The bank's results were due in part to "difficult market conditions" and the cost of holding higher liquidity, the Co-op said, adding that on-going uncertainty in the eurozone and low interest rates also had an impact on performance.
However, it still described the bank's performance as "satisfactory" given the state of the economy, adding that the outlook looks unlikely to improve any time soon.
The bank's £750m bid for the Lloyds' branches - which includes 4.8 million customers and 754 ATMs - would boost its financial strength, it added.

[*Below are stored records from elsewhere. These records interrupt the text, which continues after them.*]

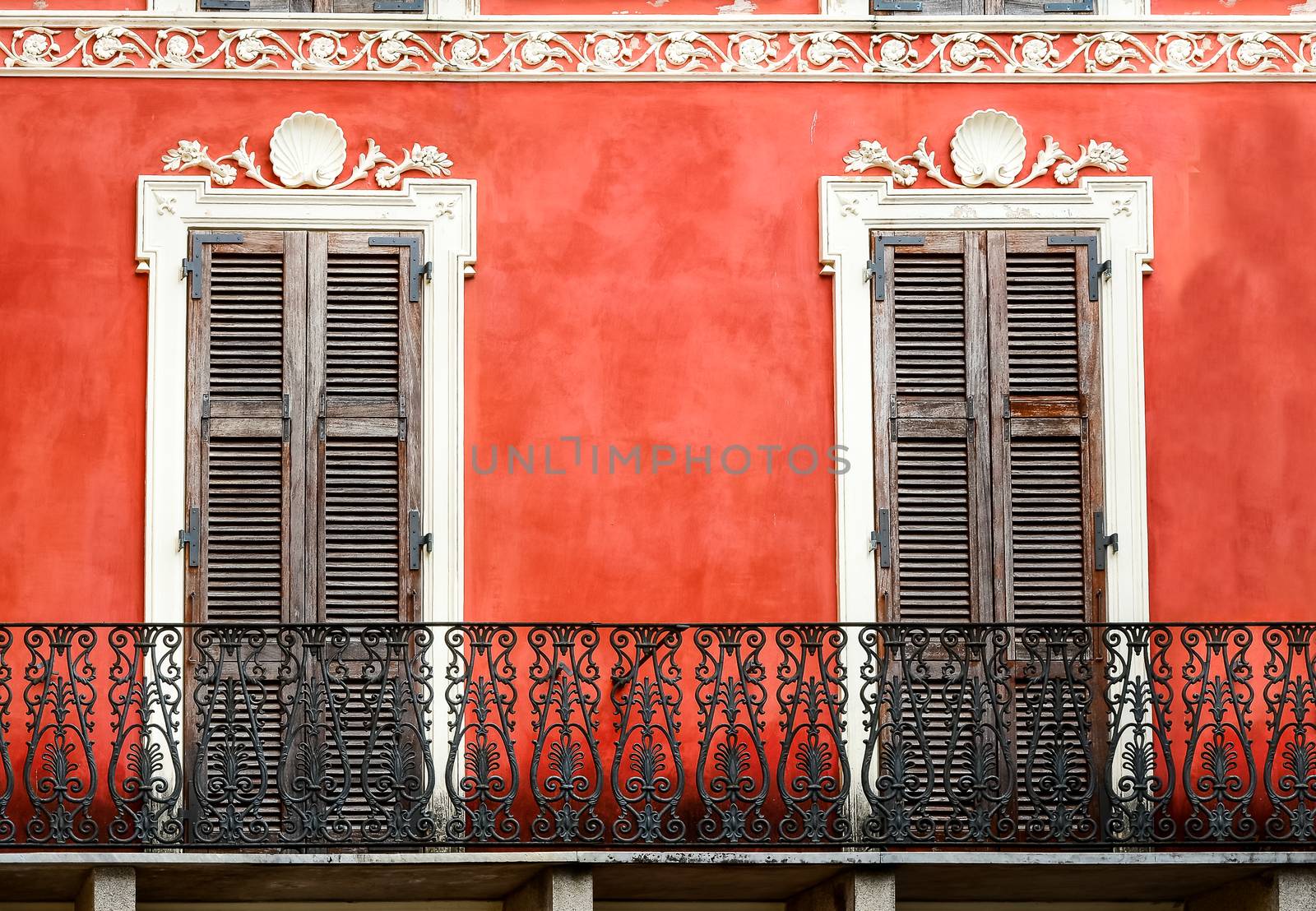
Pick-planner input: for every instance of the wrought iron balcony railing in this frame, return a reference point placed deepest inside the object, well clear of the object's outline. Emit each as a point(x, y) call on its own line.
point(480, 735)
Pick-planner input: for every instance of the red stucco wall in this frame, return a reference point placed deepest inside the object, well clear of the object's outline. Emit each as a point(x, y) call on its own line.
point(648, 273)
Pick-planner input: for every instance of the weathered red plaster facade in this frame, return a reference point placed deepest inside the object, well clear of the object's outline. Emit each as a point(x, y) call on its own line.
point(645, 197)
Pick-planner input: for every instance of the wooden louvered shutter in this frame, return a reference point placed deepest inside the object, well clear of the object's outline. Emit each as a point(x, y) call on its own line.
point(243, 468)
point(931, 442)
point(364, 356)
point(1046, 389)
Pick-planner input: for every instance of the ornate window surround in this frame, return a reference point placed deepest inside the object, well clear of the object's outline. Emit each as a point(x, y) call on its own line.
point(1119, 208)
point(443, 210)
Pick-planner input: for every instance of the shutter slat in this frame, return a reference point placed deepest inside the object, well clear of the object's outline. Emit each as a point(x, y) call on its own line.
point(1043, 323)
point(929, 343)
point(1045, 333)
point(366, 365)
point(1046, 529)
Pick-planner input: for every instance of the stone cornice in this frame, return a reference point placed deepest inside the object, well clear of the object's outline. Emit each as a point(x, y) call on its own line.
point(1052, 49)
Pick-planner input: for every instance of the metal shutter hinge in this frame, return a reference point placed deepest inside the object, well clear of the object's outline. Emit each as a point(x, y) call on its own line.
point(878, 266)
point(879, 540)
point(1102, 541)
point(418, 267)
point(415, 540)
point(192, 264)
point(1096, 267)
point(190, 538)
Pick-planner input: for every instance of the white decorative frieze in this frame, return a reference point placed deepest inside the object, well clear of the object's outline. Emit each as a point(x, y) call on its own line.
point(989, 148)
point(307, 149)
point(842, 52)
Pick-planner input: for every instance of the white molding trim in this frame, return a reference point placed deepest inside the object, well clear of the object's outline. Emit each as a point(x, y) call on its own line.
point(1114, 8)
point(433, 10)
point(1059, 49)
point(1120, 210)
point(444, 210)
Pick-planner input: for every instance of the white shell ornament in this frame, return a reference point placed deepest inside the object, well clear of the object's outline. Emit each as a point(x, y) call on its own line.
point(308, 148)
point(989, 148)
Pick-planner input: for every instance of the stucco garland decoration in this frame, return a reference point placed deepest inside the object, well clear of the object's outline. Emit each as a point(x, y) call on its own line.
point(989, 148)
point(307, 149)
point(683, 53)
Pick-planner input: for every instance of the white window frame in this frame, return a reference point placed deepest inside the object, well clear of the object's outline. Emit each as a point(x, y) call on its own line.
point(434, 10)
point(1119, 210)
point(444, 210)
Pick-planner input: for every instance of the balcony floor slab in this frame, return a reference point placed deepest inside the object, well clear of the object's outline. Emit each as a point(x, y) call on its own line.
point(711, 876)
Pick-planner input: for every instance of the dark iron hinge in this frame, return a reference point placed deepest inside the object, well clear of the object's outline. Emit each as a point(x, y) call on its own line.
point(878, 265)
point(418, 267)
point(1102, 541)
point(190, 538)
point(1096, 267)
point(881, 539)
point(416, 540)
point(192, 264)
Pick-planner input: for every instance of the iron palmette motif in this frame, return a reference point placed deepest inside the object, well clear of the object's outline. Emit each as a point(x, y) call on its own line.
point(145, 770)
point(1290, 696)
point(566, 766)
point(7, 785)
point(482, 772)
point(978, 775)
point(730, 696)
point(648, 773)
point(313, 772)
point(240, 674)
point(898, 760)
point(395, 682)
point(61, 770)
point(1140, 779)
point(1221, 769)
point(1057, 784)
point(813, 768)
point(326, 735)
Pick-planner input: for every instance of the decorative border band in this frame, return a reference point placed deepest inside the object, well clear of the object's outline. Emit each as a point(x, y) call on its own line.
point(118, 49)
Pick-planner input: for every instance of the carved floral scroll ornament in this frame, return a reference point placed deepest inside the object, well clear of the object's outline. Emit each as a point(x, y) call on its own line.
point(308, 149)
point(989, 146)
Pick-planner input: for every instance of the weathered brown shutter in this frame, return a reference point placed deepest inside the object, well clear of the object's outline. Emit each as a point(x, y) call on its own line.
point(245, 382)
point(364, 356)
point(245, 437)
point(1048, 429)
point(931, 431)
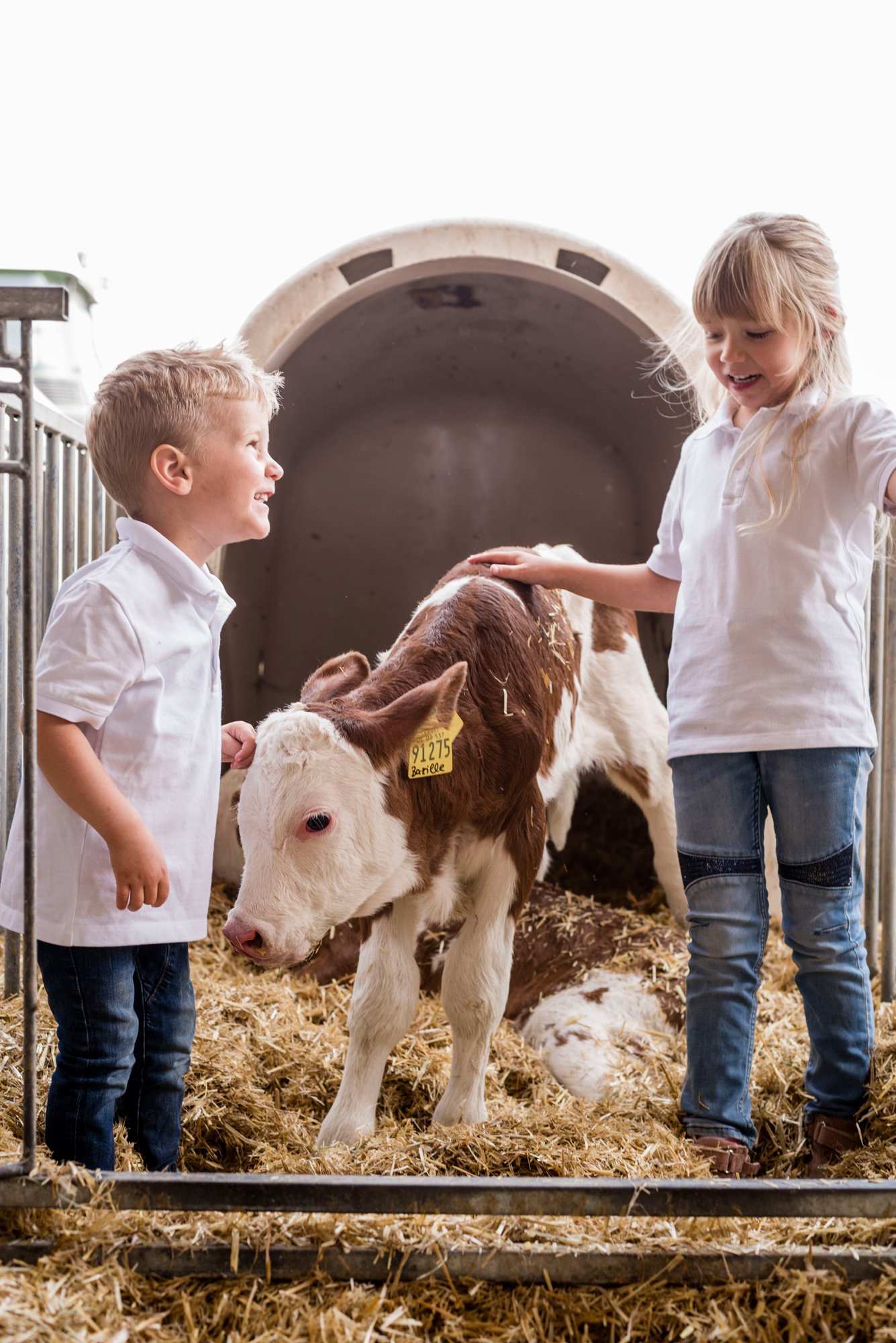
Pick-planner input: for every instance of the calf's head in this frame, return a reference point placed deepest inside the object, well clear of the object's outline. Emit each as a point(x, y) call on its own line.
point(318, 841)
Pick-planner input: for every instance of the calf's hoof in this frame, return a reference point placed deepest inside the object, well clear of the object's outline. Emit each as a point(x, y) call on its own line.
point(467, 1111)
point(342, 1130)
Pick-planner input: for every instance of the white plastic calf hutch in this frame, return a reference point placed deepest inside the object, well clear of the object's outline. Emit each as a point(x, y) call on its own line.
point(446, 389)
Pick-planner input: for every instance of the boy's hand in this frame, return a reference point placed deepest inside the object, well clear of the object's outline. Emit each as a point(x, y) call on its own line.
point(519, 565)
point(238, 745)
point(141, 874)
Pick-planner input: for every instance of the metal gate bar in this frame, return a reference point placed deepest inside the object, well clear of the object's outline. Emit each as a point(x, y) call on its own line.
point(468, 1196)
point(27, 306)
point(548, 1267)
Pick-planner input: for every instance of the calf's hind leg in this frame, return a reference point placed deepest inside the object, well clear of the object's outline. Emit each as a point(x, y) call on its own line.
point(474, 988)
point(383, 1005)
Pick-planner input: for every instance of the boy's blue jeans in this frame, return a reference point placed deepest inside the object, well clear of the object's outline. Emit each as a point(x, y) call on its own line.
point(816, 800)
point(125, 1025)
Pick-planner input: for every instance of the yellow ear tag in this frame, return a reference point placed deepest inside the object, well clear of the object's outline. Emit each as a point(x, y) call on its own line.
point(430, 750)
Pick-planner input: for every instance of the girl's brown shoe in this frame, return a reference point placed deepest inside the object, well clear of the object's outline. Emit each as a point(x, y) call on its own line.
point(729, 1157)
point(830, 1138)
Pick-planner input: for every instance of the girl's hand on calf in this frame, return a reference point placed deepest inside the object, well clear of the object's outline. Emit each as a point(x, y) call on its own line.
point(519, 565)
point(238, 745)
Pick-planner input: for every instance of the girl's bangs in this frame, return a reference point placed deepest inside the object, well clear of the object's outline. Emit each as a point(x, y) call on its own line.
point(742, 285)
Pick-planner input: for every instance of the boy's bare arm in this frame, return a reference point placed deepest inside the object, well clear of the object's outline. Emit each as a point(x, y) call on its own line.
point(72, 772)
point(634, 588)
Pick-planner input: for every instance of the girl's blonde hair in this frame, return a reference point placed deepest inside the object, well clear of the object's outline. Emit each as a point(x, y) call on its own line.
point(766, 269)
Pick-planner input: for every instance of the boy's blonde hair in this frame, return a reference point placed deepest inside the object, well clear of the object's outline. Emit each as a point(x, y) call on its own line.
point(765, 269)
point(166, 397)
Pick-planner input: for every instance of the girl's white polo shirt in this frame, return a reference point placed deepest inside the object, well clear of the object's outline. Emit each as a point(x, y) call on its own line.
point(132, 656)
point(769, 640)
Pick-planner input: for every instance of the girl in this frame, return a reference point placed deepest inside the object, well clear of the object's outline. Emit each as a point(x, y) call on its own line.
point(765, 554)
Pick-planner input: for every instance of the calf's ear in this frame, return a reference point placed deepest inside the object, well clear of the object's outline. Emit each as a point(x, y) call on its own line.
point(384, 734)
point(338, 676)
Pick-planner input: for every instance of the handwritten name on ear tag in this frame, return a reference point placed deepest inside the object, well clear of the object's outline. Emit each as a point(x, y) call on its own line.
point(430, 750)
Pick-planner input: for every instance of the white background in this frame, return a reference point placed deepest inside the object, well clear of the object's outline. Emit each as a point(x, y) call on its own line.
point(201, 154)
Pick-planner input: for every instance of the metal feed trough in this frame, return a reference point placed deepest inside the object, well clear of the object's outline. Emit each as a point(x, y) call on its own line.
point(54, 518)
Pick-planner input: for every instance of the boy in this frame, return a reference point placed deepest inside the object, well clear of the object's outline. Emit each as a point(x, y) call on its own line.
point(129, 745)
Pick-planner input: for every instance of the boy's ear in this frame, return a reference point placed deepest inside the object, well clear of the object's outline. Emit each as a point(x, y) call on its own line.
point(172, 469)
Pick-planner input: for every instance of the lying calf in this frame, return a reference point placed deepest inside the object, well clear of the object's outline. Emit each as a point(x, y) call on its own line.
point(424, 793)
point(584, 986)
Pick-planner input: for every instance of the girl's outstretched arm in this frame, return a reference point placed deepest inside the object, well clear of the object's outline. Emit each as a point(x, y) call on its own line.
point(635, 588)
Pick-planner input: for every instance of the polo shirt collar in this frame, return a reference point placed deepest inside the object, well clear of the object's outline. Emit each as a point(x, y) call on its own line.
point(197, 582)
point(804, 404)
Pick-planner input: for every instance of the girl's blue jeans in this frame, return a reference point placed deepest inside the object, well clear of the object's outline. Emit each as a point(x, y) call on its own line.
point(816, 800)
point(125, 1027)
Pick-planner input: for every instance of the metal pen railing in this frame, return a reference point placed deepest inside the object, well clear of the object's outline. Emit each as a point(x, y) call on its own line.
point(21, 472)
point(55, 518)
point(72, 523)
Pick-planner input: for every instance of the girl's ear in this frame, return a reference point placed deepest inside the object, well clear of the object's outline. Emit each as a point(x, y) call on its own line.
point(835, 316)
point(172, 469)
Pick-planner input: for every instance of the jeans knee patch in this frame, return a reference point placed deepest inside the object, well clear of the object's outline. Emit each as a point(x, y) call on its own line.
point(695, 867)
point(831, 874)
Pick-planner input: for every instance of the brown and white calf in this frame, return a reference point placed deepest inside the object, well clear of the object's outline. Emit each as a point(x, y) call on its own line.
point(548, 686)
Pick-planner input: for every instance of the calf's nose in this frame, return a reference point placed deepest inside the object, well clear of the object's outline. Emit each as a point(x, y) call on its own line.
point(243, 938)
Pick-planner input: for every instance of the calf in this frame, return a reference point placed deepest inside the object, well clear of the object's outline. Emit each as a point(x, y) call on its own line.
point(334, 827)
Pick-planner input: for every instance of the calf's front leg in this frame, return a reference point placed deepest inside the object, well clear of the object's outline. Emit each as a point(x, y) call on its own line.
point(474, 989)
point(383, 1007)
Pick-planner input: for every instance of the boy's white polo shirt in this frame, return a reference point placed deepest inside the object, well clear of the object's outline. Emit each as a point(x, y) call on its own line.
point(769, 641)
point(132, 656)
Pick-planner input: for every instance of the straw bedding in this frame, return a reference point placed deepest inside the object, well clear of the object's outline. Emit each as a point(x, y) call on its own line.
point(267, 1064)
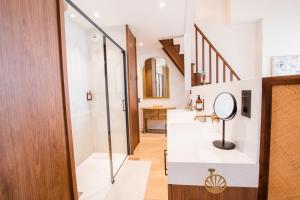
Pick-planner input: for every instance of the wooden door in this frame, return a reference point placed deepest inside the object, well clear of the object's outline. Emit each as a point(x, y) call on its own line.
point(132, 90)
point(35, 143)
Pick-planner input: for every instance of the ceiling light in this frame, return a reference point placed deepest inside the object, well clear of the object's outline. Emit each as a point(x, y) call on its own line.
point(162, 4)
point(96, 14)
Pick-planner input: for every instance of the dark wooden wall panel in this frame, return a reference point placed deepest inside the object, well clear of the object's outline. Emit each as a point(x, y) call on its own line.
point(132, 90)
point(34, 146)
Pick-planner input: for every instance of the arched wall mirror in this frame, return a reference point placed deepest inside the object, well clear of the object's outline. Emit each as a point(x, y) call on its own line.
point(156, 78)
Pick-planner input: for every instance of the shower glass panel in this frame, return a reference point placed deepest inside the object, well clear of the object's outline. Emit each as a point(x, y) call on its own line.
point(88, 106)
point(117, 105)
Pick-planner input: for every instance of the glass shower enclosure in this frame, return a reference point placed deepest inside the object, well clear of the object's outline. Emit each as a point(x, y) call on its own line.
point(96, 67)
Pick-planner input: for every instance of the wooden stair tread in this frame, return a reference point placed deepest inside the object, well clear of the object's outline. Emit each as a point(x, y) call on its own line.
point(173, 51)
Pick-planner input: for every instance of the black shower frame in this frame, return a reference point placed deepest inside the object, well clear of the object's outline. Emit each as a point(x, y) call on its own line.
point(105, 37)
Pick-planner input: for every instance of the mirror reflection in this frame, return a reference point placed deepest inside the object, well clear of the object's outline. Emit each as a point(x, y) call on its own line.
point(156, 78)
point(225, 106)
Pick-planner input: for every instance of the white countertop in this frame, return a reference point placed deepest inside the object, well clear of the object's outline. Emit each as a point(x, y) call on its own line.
point(191, 153)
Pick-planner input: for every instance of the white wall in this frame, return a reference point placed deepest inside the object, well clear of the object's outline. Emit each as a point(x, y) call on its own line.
point(248, 33)
point(238, 43)
point(177, 84)
point(245, 132)
point(280, 28)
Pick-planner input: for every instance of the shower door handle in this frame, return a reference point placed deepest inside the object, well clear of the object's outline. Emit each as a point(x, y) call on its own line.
point(124, 105)
point(165, 159)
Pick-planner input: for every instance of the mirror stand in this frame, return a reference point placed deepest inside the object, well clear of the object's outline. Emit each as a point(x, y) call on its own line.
point(222, 144)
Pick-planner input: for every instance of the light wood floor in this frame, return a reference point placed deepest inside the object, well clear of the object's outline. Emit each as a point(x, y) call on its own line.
point(152, 148)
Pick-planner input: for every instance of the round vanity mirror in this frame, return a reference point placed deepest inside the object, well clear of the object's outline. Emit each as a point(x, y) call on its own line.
point(225, 108)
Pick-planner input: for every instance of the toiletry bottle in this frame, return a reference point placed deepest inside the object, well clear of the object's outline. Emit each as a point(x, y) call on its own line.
point(199, 104)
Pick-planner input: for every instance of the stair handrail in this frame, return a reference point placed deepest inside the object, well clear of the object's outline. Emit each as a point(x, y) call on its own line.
point(218, 55)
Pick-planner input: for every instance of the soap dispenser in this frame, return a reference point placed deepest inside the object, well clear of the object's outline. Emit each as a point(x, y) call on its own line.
point(199, 104)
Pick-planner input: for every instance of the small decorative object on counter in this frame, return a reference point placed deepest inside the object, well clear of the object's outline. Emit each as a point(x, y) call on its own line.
point(89, 96)
point(215, 183)
point(199, 104)
point(189, 106)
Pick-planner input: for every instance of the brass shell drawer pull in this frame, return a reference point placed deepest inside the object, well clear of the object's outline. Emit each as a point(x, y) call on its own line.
point(215, 183)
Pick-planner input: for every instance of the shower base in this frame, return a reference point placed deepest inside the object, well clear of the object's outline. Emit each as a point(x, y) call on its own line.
point(93, 175)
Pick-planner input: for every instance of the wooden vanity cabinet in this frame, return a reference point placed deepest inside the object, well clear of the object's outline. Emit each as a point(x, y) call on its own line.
point(184, 192)
point(153, 113)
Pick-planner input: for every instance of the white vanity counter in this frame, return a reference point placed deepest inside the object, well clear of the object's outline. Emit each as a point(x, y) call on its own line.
point(191, 153)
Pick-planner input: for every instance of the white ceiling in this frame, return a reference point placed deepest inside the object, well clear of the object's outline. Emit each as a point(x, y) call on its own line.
point(147, 20)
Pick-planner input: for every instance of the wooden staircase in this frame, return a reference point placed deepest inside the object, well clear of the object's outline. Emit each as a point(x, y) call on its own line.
point(173, 51)
point(211, 66)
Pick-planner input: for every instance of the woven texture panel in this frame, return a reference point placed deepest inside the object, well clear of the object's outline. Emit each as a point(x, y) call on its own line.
point(284, 169)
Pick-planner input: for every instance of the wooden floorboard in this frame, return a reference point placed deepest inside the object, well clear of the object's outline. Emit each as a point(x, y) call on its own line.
point(152, 148)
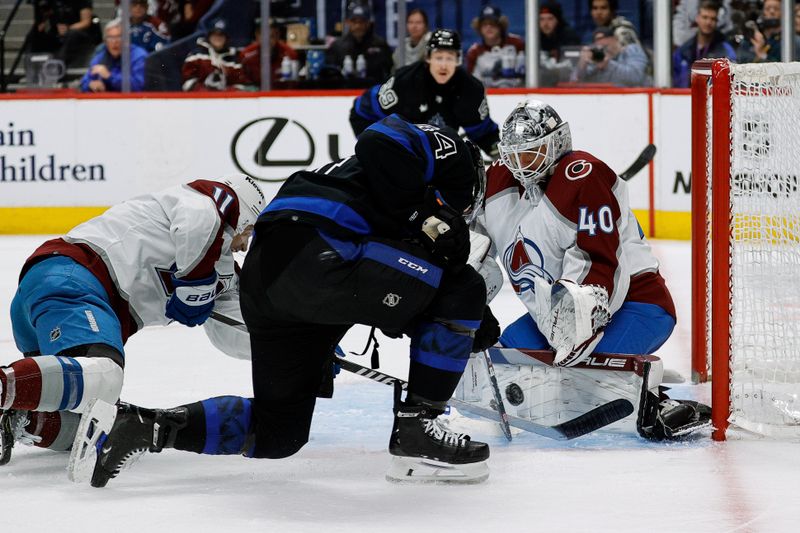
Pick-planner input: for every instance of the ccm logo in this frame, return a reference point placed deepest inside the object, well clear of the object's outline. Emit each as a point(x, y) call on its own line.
point(200, 297)
point(608, 361)
point(412, 266)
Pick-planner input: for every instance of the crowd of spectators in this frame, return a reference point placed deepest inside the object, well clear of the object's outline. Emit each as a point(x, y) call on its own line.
point(606, 50)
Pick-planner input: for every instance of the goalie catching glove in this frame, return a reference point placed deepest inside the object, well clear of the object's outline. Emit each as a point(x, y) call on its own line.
point(572, 318)
point(444, 232)
point(192, 301)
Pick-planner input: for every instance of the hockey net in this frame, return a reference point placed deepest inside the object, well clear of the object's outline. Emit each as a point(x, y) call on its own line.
point(746, 243)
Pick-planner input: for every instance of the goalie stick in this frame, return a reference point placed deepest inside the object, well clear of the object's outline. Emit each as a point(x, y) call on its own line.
point(595, 419)
point(498, 397)
point(644, 158)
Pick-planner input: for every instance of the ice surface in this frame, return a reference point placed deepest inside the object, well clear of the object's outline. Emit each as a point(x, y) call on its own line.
point(601, 482)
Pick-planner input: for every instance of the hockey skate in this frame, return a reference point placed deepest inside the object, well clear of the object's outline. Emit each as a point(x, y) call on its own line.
point(425, 450)
point(111, 439)
point(12, 429)
point(667, 419)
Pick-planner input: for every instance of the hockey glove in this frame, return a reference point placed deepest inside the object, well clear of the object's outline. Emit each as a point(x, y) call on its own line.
point(488, 332)
point(572, 317)
point(192, 301)
point(445, 232)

Sales at the Co-op's food business were also down as its 3,000 stores were hit by "fierce" competition from supermarkets and the bad weather.
Underlying sales in the division fell 1.2%, while operating profit dropped 16% to £119m.
Despite the tough conditions, the company said it is planning to open 80 new stores this year.
The group's so-called specialist businesses performed better than its larger divisions.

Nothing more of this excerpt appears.